Any statistical shortfall from 2011 corn production was filled in with some of the early harvested 2012 corn supply. Had additional bushels not been added to the 2011/12 old-crop end of the year supply, final 2011/12 end-stock levels would have more than likely fallen into the 600 Mil Bu “pipeline” range. That is an argument being advanced with the “proof” derived via an ad hoc mix of deductive reasoning, counter-intuitive observation and purely subjective judgment. It might be added that it also falls within USDA’s statistical margin of error. When you’re trying to get your arms around the production potential of a seasonal U.S. corn plant population that winds well upwards of 1.5 trillion plants it’s a tad challenging. I believe USDA does an admirable job given the extraordinary magnitude and complexity of the challenges they confront.
Now what compelling statistical evidence existed to induce such a presumed downward adjustment is unknown.

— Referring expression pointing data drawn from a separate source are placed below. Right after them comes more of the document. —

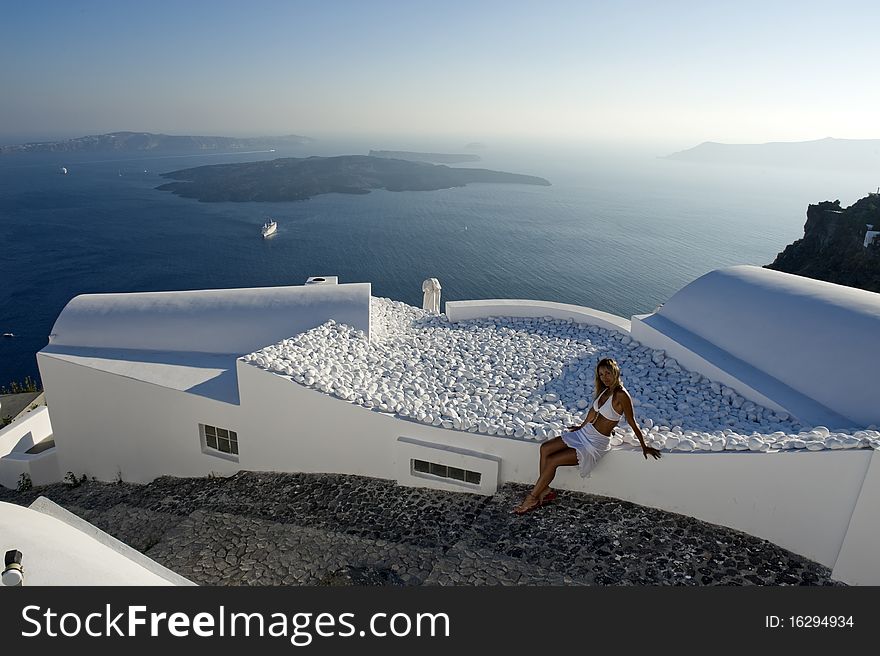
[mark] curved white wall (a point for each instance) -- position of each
(208, 321)
(818, 338)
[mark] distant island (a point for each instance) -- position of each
(301, 178)
(826, 153)
(436, 158)
(126, 142)
(833, 247)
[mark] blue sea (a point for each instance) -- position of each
(620, 231)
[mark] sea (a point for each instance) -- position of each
(619, 230)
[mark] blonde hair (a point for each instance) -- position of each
(608, 363)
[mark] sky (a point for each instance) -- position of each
(479, 70)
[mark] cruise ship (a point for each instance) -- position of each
(269, 228)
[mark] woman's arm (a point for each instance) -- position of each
(631, 420)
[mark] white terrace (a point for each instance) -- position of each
(759, 386)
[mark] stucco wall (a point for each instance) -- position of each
(800, 501)
(208, 321)
(801, 332)
(60, 549)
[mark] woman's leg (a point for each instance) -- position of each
(548, 448)
(565, 456)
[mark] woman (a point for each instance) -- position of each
(584, 445)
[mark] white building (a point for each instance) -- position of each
(143, 385)
(59, 548)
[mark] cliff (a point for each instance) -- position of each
(832, 248)
(436, 158)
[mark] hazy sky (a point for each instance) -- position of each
(614, 70)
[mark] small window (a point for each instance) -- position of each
(434, 469)
(220, 442)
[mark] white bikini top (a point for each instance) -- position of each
(607, 410)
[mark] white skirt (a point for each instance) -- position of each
(590, 446)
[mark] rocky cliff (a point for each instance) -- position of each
(832, 248)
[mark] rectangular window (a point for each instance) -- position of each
(220, 442)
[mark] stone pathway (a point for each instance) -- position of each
(321, 529)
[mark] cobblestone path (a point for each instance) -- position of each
(320, 529)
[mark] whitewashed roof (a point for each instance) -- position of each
(816, 337)
(207, 321)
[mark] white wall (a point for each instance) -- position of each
(482, 309)
(857, 562)
(59, 549)
(208, 321)
(16, 439)
(108, 424)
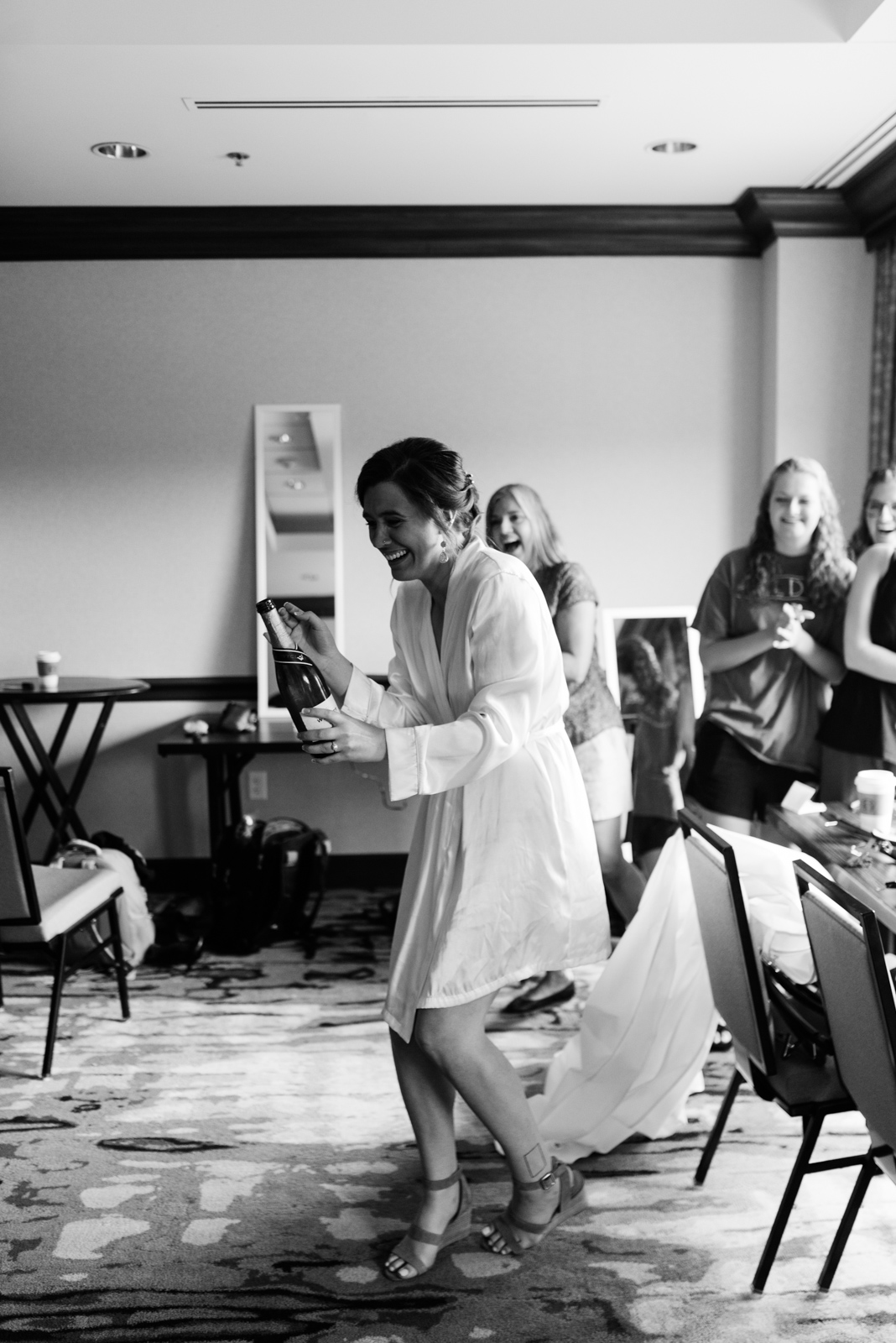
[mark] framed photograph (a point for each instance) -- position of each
(298, 523)
(667, 630)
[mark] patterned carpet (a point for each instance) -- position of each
(231, 1163)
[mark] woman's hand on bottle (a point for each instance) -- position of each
(344, 739)
(310, 633)
(790, 633)
(314, 638)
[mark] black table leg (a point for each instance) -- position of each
(47, 769)
(81, 778)
(62, 810)
(223, 781)
(34, 801)
(36, 782)
(216, 799)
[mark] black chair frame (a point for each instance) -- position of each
(56, 948)
(765, 1071)
(875, 947)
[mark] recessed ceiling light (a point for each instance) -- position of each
(672, 147)
(117, 149)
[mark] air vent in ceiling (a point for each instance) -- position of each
(365, 104)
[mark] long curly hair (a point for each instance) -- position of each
(862, 537)
(831, 570)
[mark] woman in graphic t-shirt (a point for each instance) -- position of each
(770, 624)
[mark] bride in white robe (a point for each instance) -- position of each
(503, 879)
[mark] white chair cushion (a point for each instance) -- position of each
(66, 896)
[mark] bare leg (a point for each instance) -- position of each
(456, 1043)
(623, 880)
(430, 1100)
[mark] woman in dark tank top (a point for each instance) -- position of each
(859, 732)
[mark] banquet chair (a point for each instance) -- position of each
(859, 995)
(802, 1088)
(42, 907)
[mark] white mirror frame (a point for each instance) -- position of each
(609, 618)
(263, 524)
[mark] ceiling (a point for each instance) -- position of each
(773, 91)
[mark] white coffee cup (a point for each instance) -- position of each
(876, 790)
(49, 671)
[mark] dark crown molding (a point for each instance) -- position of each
(772, 212)
(866, 206)
(871, 195)
(257, 232)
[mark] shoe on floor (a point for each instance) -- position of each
(526, 1004)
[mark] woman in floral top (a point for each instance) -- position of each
(518, 524)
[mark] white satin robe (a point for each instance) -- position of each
(503, 879)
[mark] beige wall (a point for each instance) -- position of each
(627, 389)
(819, 299)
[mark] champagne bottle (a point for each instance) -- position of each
(298, 680)
(278, 633)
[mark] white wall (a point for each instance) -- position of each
(817, 336)
(627, 389)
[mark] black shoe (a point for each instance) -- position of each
(526, 1004)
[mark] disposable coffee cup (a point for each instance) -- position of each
(49, 671)
(876, 790)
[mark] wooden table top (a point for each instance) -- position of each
(71, 688)
(844, 849)
(273, 736)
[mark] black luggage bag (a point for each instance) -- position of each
(268, 881)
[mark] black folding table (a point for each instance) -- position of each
(39, 765)
(226, 755)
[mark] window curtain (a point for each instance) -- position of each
(882, 447)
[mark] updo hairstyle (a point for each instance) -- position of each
(431, 474)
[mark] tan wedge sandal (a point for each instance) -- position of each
(457, 1229)
(571, 1201)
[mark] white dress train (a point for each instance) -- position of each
(645, 1031)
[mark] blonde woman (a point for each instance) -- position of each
(518, 524)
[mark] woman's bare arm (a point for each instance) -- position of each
(723, 655)
(860, 653)
(575, 628)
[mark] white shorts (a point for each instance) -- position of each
(607, 770)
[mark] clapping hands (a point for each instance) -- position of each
(790, 633)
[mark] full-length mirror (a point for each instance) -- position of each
(298, 524)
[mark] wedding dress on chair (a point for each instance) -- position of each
(649, 1020)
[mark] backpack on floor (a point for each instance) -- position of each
(268, 881)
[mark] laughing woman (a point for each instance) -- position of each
(770, 624)
(502, 879)
(859, 732)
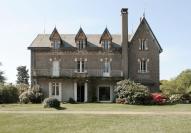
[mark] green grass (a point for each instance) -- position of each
(65, 123)
(98, 107)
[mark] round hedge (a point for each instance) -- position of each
(51, 103)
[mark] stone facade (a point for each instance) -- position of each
(86, 67)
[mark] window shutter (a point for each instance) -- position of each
(146, 44)
(50, 89)
(139, 44)
(60, 91)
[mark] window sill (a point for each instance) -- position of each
(143, 72)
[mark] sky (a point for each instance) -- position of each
(22, 20)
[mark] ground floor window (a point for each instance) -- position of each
(104, 93)
(55, 89)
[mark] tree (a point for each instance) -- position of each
(22, 75)
(134, 93)
(179, 85)
(2, 78)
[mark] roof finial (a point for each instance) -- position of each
(144, 14)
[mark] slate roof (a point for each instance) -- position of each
(42, 40)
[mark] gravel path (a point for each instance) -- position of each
(96, 112)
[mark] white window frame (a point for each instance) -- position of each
(143, 65)
(81, 44)
(81, 63)
(55, 68)
(55, 90)
(56, 44)
(106, 44)
(143, 44)
(106, 68)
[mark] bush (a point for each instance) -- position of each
(51, 103)
(33, 95)
(133, 92)
(71, 100)
(121, 100)
(8, 94)
(175, 98)
(159, 98)
(22, 88)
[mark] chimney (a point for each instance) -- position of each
(124, 42)
(124, 14)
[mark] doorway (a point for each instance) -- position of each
(80, 92)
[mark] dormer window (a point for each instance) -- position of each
(55, 39)
(81, 44)
(56, 45)
(106, 44)
(106, 39)
(143, 44)
(81, 40)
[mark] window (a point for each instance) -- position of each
(81, 44)
(55, 89)
(106, 68)
(143, 64)
(55, 68)
(81, 66)
(143, 44)
(105, 44)
(56, 45)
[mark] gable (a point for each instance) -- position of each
(55, 36)
(105, 35)
(141, 26)
(80, 35)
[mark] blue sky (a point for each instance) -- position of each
(22, 20)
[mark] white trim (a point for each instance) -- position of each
(60, 91)
(75, 91)
(50, 89)
(86, 92)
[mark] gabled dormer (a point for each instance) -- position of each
(81, 39)
(106, 39)
(55, 39)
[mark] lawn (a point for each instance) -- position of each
(83, 123)
(65, 123)
(98, 107)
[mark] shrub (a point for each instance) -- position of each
(121, 100)
(158, 98)
(34, 95)
(22, 88)
(133, 92)
(71, 100)
(8, 94)
(51, 103)
(175, 98)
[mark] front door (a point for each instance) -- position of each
(80, 92)
(104, 93)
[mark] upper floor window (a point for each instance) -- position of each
(81, 65)
(55, 69)
(143, 44)
(143, 65)
(105, 44)
(81, 44)
(56, 44)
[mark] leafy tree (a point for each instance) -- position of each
(22, 75)
(179, 85)
(133, 92)
(2, 78)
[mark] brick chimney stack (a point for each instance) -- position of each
(124, 41)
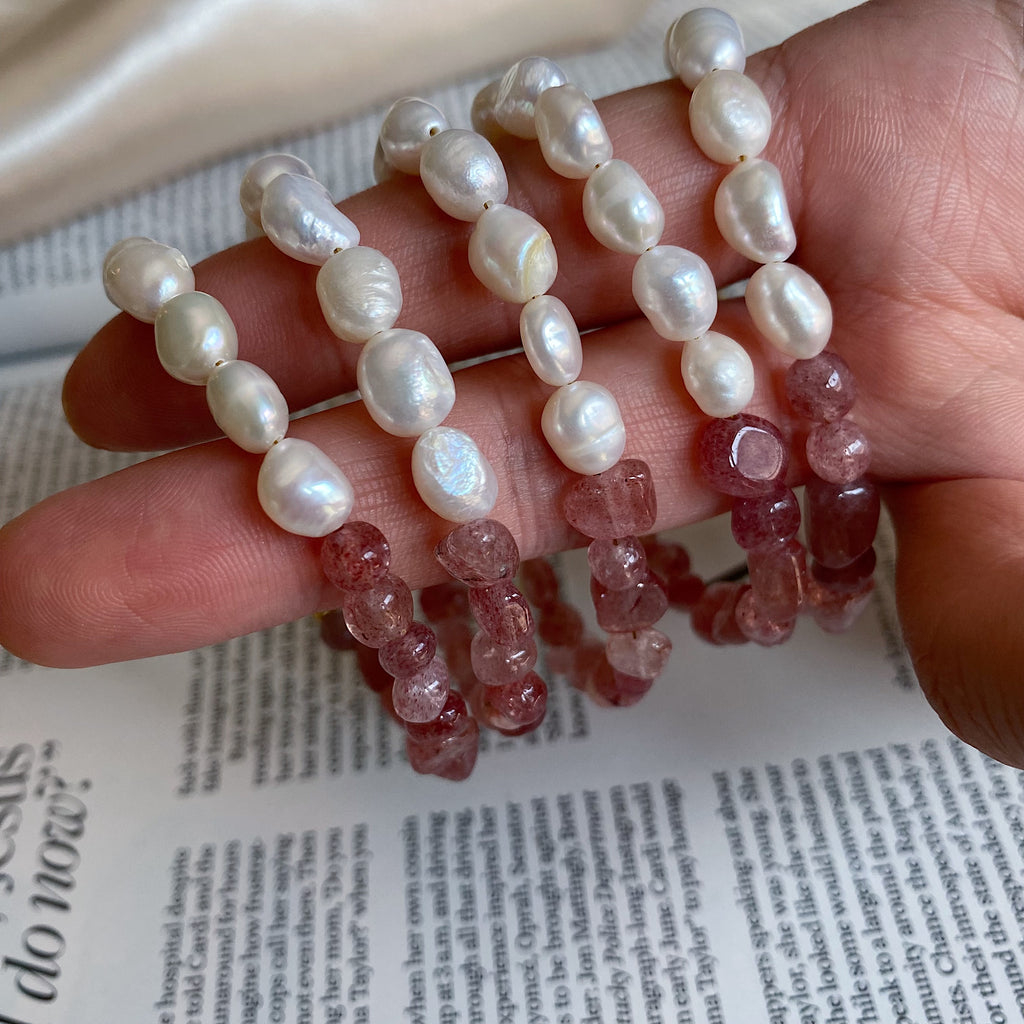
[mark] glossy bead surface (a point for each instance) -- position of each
(752, 214)
(194, 333)
(404, 382)
(676, 291)
(582, 423)
(359, 293)
(247, 404)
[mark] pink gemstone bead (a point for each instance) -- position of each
(479, 553)
(619, 502)
(839, 452)
(502, 611)
(642, 653)
(742, 456)
(765, 519)
(496, 665)
(821, 388)
(409, 653)
(841, 519)
(617, 562)
(355, 557)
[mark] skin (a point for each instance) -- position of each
(899, 132)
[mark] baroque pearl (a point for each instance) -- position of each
(570, 131)
(790, 308)
(676, 291)
(359, 293)
(729, 117)
(551, 340)
(621, 211)
(194, 333)
(718, 374)
(752, 213)
(301, 220)
(404, 382)
(512, 254)
(584, 427)
(462, 172)
(453, 476)
(302, 491)
(139, 275)
(247, 404)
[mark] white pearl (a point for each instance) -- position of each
(752, 213)
(359, 293)
(621, 211)
(729, 117)
(453, 476)
(261, 173)
(139, 275)
(570, 131)
(404, 382)
(790, 308)
(512, 254)
(676, 291)
(302, 491)
(247, 404)
(551, 340)
(462, 171)
(718, 374)
(702, 41)
(194, 333)
(518, 92)
(408, 125)
(584, 427)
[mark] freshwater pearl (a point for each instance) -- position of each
(512, 254)
(676, 291)
(261, 173)
(729, 117)
(302, 491)
(584, 427)
(718, 374)
(790, 308)
(752, 213)
(551, 340)
(702, 41)
(139, 275)
(518, 91)
(408, 125)
(404, 382)
(301, 220)
(570, 131)
(453, 476)
(247, 406)
(462, 171)
(359, 293)
(194, 333)
(621, 211)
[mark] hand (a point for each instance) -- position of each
(900, 135)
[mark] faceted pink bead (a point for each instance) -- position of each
(619, 502)
(821, 388)
(617, 562)
(642, 653)
(742, 456)
(380, 613)
(502, 611)
(410, 652)
(355, 557)
(479, 553)
(841, 519)
(421, 696)
(496, 665)
(765, 519)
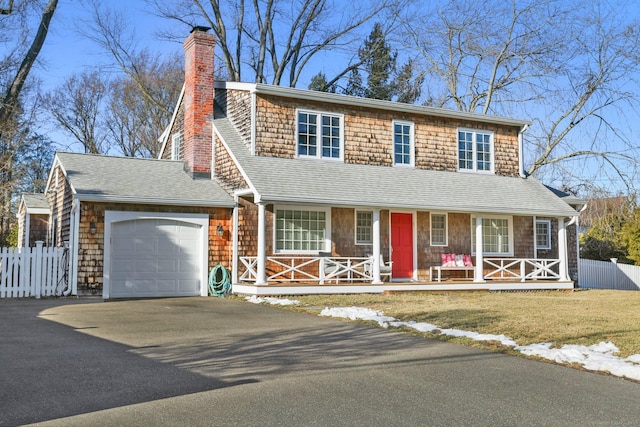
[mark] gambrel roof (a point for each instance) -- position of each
(279, 180)
(100, 178)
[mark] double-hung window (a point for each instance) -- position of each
(402, 143)
(543, 234)
(301, 230)
(475, 150)
(320, 135)
(439, 229)
(497, 235)
(364, 227)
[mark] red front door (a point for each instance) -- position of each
(402, 245)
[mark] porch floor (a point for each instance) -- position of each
(311, 288)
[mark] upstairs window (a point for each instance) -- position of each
(402, 143)
(319, 135)
(475, 150)
(543, 234)
(176, 146)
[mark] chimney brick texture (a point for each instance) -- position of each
(198, 101)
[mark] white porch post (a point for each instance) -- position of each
(563, 254)
(261, 277)
(376, 248)
(478, 275)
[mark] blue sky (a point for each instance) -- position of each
(66, 52)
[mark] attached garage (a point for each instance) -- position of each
(155, 255)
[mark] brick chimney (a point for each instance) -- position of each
(198, 101)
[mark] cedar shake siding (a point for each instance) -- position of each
(226, 171)
(91, 246)
(368, 135)
(236, 106)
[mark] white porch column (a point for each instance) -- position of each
(478, 275)
(261, 277)
(376, 248)
(563, 254)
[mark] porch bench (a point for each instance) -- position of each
(452, 262)
(441, 268)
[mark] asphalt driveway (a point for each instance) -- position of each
(221, 362)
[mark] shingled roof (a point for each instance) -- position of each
(132, 180)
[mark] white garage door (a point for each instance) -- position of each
(155, 257)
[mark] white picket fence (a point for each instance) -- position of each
(608, 275)
(33, 272)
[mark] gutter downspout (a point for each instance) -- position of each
(235, 243)
(576, 220)
(521, 151)
(254, 113)
(74, 230)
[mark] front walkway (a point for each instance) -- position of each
(311, 288)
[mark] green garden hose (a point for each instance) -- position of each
(219, 281)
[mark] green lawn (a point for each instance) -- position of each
(583, 317)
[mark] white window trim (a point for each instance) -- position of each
(509, 219)
(548, 225)
(412, 142)
(475, 161)
(446, 229)
(175, 146)
(319, 135)
(327, 234)
(355, 229)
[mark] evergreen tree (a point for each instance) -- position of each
(383, 79)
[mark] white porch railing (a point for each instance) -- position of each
(522, 269)
(307, 269)
(360, 269)
(33, 272)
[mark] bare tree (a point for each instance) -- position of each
(135, 123)
(570, 67)
(10, 99)
(76, 106)
(276, 39)
(15, 68)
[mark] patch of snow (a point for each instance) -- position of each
(597, 357)
(355, 313)
(273, 301)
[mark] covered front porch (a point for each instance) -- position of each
(300, 275)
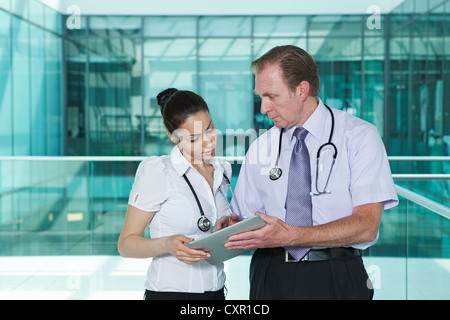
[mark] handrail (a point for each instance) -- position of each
(420, 176)
(423, 201)
(232, 159)
(140, 158)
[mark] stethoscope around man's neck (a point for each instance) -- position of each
(276, 172)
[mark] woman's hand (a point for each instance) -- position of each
(227, 221)
(176, 245)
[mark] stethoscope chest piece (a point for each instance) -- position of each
(275, 173)
(204, 224)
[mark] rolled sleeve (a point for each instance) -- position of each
(150, 186)
(371, 179)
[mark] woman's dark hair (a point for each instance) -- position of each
(177, 106)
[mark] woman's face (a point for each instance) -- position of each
(196, 137)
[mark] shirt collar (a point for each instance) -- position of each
(179, 162)
(314, 124)
(182, 165)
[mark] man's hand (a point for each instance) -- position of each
(275, 233)
(227, 221)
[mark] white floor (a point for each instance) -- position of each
(116, 278)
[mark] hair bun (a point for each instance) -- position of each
(164, 96)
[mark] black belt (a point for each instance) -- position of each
(324, 254)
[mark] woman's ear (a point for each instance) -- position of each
(173, 138)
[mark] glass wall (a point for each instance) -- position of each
(418, 101)
(126, 67)
(31, 78)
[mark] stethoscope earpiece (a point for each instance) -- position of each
(275, 173)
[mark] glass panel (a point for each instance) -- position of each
(374, 82)
(280, 26)
(38, 92)
(54, 94)
(37, 12)
(114, 26)
(6, 107)
(75, 56)
(114, 95)
(170, 26)
(21, 88)
(20, 8)
(168, 63)
(330, 26)
(225, 82)
(224, 26)
(339, 62)
(53, 20)
(5, 4)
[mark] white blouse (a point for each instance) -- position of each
(159, 187)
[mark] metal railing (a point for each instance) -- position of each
(238, 160)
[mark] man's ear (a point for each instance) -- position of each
(302, 90)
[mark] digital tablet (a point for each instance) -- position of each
(214, 243)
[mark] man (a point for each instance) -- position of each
(311, 245)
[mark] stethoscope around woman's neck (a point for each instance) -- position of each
(203, 223)
(276, 172)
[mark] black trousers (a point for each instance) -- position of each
(162, 295)
(271, 278)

It is important to keep in mind here that despite any internal recalibration of USDA’s 2011/12 corn supply baseline, it does not alter by a single iota the core challenge the numbers present - the market has been re-directed with the paramount task of ensuring corn demand is rationed. The mechanism of which is elevated price levels. Moreover, at this juncture not only is there an evident need for price to ration demand, but the necessity has exponentially increased. Though the time-frame in which to accomplish the job is now shorter, it is likely to be accomplished sooner, rather than later.
It is also worth noting, that during years of tight corn stocks, sorghum assumes increased importance as a supplementary source of feed stock. Despite larger sorghum production in 2012, that supply will not provide any meaningful relief to the overall level of demand rationing required. In the Grain Stocks report USDA trimmed end-stock levels 4 Mil Bu to 23 Mil Bu. As with corn, the overall sorghum S&D balance sheet remains tight as a drum.
Closure on corn supply for the 2012/13 marketing year, for all intents and purposes, will be had with the USDA/NASS release of the Crop Production report on Thursday, October 11, 2012. Significant wildcards will be dealt on the supply-side of the table as USDA updates planted and harvested acreage and tweaks yield, as well. Taken together, the projected size of the corn crop is due to change. Filtering through the variables, USDA has had a much better handle on the size of the crop than they’ve been credited.
The S&D profile for corn detailed in the October WASDE report also released on October 11th will incorporate the new 998 Mil Bu “Beginning Stocks” carry-in. The idea that the “wildcards” on the supply-side will be flipped bearish may prove to be as misplaced as that of the trades concern about the negative impact of the intermingling of separate crop years.
For producer’s still retaining ownership on 2012 corn production, known fundamentals should lift front-month corn futures – either December or March contracts - into the vicinity of $8/Bu. Additional upside potential exists if a tenuous and dynamic world wheat S&D profile is further animated by either man or naturally created supply crimps. In the near-term, the market has been supplied with enough price constructive input to keep the bears at bay. That is a situation that holds more potential than not of persisting past the October 11th USDA crop reports.